La presentación de esta ley llegó en un momento políticamente delicado. Autoridades de Estados Unidos acusaron al gobernador con licencia, Rubén Rocha Moya, y a otros funcionarios y exfuncionarios sinaloenses por presuntos vínculos con corrupción y delincuencia organizada. No se trata de convertir esos señalamientos en sentencia, sino de entender la gravedad del momento: cuando el gobierno enfrenta desconfianza e incertidumbre pública, lo que se necesita es más transparencia, rendición de cuentas y acceso a la información, no más reservas ni una ley que parezca proteger al poder. Si bien la iniciativa deriva de una reforma federal regresiva que eliminó el Instituto Nacional de Transparencia, Acceso a la Información y Protección de Datos Personales (INAI) y los órganos garantes estatales de transparencia, incluida la Comisión Estatal para el Acceso a la Información Pública de Sinaloa (CEAIP), la propuesta en Sinaloa incorpora aspectos aún más delicados que han sido denunciados por organizaciones y especialistas al punto de ser llamada “Ley tapadera”.

Los riesgos advertidos son concretos: la iniciativa ampliaría las causales para clasificar información como reservada o confidencial; abriría la puerta a ocultar documentos que sustentan el ejercicio del gasto, como comprobantes fiscales, recibos u otros soportes del uso de recursos públicos; ampliaría de 10 a 20 días el plazo de respuesta a solicitudes de información, con posibilidad de extenderlo aún más; debilitaría o generaría vacíos en obligaciones de transparencia de ayuntamientos, partidos políticos, sindicatos y universidades; y colocaría a las autoridades garantes dentro de las propias estructuras del poder. En conjunto, habría más margen legal para retrasar, reservar o dificultar información pública y el poder quedaría como juez y parte de su propia transparencia.

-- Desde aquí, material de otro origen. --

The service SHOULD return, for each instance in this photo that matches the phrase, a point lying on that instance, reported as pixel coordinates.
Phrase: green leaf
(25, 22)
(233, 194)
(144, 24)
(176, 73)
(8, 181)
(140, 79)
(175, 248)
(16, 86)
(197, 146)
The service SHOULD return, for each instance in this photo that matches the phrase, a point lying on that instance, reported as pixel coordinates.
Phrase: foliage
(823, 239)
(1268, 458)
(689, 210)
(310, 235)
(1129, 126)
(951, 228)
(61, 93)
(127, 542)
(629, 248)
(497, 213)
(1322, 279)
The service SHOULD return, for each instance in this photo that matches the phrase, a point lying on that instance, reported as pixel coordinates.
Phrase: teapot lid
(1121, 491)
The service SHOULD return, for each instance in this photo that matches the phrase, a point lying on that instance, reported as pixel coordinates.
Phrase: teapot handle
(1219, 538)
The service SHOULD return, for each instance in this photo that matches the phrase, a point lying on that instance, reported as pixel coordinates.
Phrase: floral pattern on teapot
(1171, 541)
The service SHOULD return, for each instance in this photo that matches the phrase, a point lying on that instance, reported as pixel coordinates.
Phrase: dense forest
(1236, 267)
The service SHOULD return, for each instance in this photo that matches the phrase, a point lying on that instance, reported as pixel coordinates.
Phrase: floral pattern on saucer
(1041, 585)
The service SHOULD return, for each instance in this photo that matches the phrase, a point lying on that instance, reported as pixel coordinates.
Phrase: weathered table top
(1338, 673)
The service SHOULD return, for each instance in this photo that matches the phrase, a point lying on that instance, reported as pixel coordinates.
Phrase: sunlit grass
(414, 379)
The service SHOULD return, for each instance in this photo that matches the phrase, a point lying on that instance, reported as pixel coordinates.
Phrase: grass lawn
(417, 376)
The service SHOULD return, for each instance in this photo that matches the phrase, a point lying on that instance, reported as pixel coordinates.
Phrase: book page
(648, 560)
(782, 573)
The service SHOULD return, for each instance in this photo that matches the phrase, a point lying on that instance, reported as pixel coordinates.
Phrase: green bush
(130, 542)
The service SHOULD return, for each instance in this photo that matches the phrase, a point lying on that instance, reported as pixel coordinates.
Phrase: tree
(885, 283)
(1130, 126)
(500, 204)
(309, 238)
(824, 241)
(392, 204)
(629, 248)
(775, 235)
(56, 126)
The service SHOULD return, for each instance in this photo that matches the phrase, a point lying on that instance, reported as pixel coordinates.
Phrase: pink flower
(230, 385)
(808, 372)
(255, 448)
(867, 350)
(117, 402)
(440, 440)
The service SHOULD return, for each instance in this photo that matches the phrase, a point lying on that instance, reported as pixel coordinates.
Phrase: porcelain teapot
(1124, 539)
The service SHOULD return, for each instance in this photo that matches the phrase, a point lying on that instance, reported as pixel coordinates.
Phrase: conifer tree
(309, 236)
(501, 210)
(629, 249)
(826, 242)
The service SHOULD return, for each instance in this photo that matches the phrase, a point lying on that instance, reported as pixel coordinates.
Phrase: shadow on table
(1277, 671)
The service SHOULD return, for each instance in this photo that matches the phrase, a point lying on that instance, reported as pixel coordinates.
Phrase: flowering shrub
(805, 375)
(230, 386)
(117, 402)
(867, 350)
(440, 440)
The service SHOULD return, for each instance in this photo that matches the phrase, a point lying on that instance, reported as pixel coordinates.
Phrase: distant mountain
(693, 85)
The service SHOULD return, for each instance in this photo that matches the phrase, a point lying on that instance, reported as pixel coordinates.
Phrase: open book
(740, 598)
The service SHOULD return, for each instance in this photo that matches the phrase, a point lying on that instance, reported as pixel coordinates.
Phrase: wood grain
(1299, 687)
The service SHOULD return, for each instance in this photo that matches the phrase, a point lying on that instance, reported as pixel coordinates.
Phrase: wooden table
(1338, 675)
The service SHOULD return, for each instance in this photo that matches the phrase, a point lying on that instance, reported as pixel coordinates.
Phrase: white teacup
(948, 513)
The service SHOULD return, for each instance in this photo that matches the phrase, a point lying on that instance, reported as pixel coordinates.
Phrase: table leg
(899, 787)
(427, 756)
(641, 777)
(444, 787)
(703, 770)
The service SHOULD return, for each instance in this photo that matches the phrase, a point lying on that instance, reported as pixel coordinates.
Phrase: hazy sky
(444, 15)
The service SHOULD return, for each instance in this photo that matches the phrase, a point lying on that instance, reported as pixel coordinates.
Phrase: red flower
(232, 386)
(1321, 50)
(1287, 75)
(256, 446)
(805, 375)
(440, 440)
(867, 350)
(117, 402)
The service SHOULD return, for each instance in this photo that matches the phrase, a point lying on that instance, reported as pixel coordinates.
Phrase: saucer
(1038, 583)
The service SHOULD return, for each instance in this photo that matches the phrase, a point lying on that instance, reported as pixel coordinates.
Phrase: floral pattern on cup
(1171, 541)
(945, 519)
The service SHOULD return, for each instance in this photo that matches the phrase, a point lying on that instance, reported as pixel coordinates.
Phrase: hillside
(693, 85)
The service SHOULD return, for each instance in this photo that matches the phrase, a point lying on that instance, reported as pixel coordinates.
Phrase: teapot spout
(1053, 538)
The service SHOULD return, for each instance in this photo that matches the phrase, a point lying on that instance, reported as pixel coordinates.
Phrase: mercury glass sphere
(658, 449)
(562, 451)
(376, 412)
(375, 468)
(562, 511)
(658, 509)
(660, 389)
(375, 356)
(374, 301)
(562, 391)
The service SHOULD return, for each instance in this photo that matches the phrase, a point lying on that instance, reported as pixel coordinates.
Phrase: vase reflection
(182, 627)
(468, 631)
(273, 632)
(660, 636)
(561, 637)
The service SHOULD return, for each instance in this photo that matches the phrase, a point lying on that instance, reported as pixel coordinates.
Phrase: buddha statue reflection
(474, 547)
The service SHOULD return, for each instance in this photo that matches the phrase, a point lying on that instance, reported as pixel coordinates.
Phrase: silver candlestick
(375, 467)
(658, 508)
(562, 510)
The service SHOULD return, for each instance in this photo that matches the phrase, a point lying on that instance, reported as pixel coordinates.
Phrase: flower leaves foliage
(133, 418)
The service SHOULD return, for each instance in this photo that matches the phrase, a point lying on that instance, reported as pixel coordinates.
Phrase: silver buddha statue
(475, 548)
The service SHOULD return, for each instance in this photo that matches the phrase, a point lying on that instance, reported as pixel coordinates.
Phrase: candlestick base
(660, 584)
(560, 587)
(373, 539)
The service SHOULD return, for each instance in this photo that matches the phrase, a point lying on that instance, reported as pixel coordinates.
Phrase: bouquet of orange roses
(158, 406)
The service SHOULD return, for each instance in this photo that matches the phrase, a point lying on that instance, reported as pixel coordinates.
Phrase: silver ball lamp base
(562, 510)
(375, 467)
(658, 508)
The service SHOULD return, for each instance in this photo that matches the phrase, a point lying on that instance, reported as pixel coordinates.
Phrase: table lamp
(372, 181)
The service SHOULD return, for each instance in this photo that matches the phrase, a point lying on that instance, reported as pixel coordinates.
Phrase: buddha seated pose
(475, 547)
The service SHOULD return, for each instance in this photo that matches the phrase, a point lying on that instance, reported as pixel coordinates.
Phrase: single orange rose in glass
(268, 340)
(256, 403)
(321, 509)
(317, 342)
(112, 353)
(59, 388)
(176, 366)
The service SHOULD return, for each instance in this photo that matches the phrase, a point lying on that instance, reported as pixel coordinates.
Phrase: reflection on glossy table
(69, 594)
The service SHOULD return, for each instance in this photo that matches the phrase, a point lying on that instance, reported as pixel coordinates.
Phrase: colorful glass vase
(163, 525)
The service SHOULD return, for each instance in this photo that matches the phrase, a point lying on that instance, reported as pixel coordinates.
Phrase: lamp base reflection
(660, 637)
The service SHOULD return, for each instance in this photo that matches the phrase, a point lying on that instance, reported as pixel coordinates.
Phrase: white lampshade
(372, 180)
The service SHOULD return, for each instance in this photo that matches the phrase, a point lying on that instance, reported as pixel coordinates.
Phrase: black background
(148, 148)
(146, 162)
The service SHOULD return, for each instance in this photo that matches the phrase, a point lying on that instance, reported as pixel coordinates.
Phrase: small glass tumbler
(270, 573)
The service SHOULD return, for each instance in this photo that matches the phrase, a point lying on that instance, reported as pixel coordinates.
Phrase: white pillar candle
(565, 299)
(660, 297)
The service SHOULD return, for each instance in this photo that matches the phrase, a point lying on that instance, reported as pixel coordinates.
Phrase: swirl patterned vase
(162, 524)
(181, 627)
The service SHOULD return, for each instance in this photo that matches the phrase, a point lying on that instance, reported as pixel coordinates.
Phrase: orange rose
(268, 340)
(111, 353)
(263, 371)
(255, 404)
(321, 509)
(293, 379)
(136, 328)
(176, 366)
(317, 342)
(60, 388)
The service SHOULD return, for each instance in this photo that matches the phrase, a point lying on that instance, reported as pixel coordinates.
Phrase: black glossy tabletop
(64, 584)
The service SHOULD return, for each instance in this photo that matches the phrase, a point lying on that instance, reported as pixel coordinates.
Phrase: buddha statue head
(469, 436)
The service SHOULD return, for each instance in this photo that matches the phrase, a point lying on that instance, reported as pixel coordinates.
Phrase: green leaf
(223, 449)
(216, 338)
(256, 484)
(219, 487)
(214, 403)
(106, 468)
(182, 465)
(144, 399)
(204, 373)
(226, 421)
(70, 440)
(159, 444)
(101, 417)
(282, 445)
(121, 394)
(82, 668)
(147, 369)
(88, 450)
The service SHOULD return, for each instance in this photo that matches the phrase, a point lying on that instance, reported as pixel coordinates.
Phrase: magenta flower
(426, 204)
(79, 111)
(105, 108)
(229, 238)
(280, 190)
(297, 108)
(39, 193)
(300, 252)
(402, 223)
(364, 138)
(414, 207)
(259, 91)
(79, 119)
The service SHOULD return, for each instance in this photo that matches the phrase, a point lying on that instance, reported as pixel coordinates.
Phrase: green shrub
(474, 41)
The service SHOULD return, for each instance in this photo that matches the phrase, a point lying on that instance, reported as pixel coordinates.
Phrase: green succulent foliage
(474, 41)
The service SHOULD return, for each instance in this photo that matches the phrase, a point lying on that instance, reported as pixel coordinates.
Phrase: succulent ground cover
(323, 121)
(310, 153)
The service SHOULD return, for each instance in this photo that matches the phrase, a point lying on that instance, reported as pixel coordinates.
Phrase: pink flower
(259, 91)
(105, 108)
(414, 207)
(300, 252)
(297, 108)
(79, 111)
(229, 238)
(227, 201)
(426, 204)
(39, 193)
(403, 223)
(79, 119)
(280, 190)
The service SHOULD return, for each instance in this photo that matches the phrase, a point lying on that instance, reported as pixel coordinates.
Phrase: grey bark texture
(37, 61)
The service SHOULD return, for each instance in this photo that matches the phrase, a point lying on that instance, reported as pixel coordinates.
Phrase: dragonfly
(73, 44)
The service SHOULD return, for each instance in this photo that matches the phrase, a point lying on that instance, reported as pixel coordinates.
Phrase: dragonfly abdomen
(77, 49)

Desde Mexicanos Primero Sinaloa hemos señalado por más de una década la importancia de la transparencia y la rendición de cuentas en el ámbito educativo. Sin esa información habría sido imposible conocer los 12,028 registros irregulares identificados en el estado mediante el Censo de Escuelas, Maestros y Alumnos de Educación Básica y Especial (CEMABE) en 2013; también sería mucho más difícil acceder a diagnósticos sobre infraestructura educativa, planes de mantenimiento y rehabilitación, carencias de servicios básicos y equipamiento escolar, lo que evidencia que en muchas escuelas lo básico sigue sin estar garantizado; o incluso a resultados de aprendizaje de niñas, niños y jóvenes derivados de pruebas estandarizadas nacionales que hoy ya no tienen continuidad.

El derecho a aprender no se defiende a ciegas. Sin información pública oportuna y pertinente se debilita la posibilidad de saber si las decisiones educativas se toman con criterios técnicos o políticos. Las acciones se vuelven discurso y resulta difícil verificar resultados; los problemas del sistema educativo se niegan o se minimizan; las responsabilidades se diluyen; y las comunidades escolares se quedan con menos elementos para exigir respuestas.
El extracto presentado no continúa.